Effective Resistance to Potyvirus Infection Conferred by Expression of Antisense RNA in Transgenic Plants. J. Hammond. Floral and Nursery Plants Research Unit, United States Department of Agriculture, Agricultural Research Service, Beltsville Agricultural Research Center, Beltsville, MD 20705, U.S.A. K. K. Kamo. Floral and Nursery Plants Research Unit, United States Department of Agriculture, Agricultural Research Service, Beltsville Agricultural Research Center, Beltsville, MD 20705, U.S.A. MPMI 8:674-682. Accepted 8 May 1995. This article is in the public domain and not copyrightable. It may be freely reprinted with customary crediting of the source. The American Phytopathological Society, 1995.

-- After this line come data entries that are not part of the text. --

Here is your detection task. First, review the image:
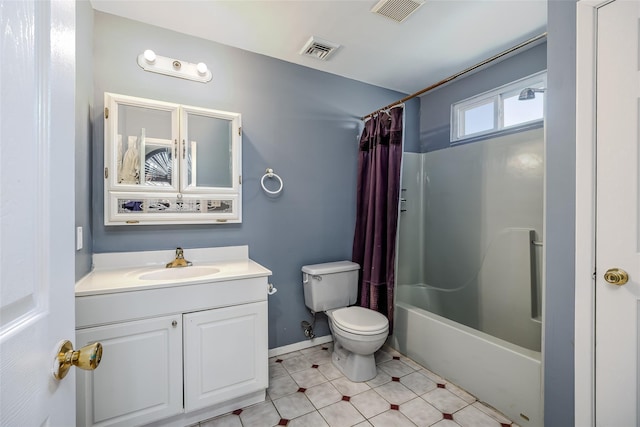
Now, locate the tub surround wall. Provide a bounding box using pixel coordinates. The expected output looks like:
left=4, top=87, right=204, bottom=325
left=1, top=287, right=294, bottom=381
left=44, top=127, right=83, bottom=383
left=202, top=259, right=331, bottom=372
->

Approximately 660 nt including the carboxy-terminal portion of the bean yellow mosaic potyvirus (BYMV) coat protein gene, complete 3 noncoding sequence and a short poly(A) tract were introduced to produce antisense RNA in transgenic Nicotiana benthamiana. Original (R0) transformants were selfed, and homozygous second generation (R2) populations challenged with infected sap, purified virus, or viral RNA. One transgenic line of 10 examined was extremely resistant to infection by mechanical inoculation of 100 µg/ml BYMV or 50 µg/ml BYMV RNA (the highest concentrations tested); no virus could be detected in inoculated leaves of this line. Nine other lines were systemi-cally infected when inoculated with BYMV or BYMV RNA, with initial symptoms indistinguishable from those in nontransgenic plants. One of these lines subsequently developed reduced symptoms and then symptomless, virus-free leaves (complete recovery from BYMV infection), while other lines produced leaves with reduced symptoms and reduced virus liter compared to the controls (partial recovery). No transgenic lines had resistance to infection, nor recovery from symptom expression, following inoculation with pepper mottle or turnip mosaic potyviruses. Antisense RNA from 3' regulatory regions can confer multiple degrees of resistance to potyviruses, including extreme resistance to infection, presumably by interference in virus replication.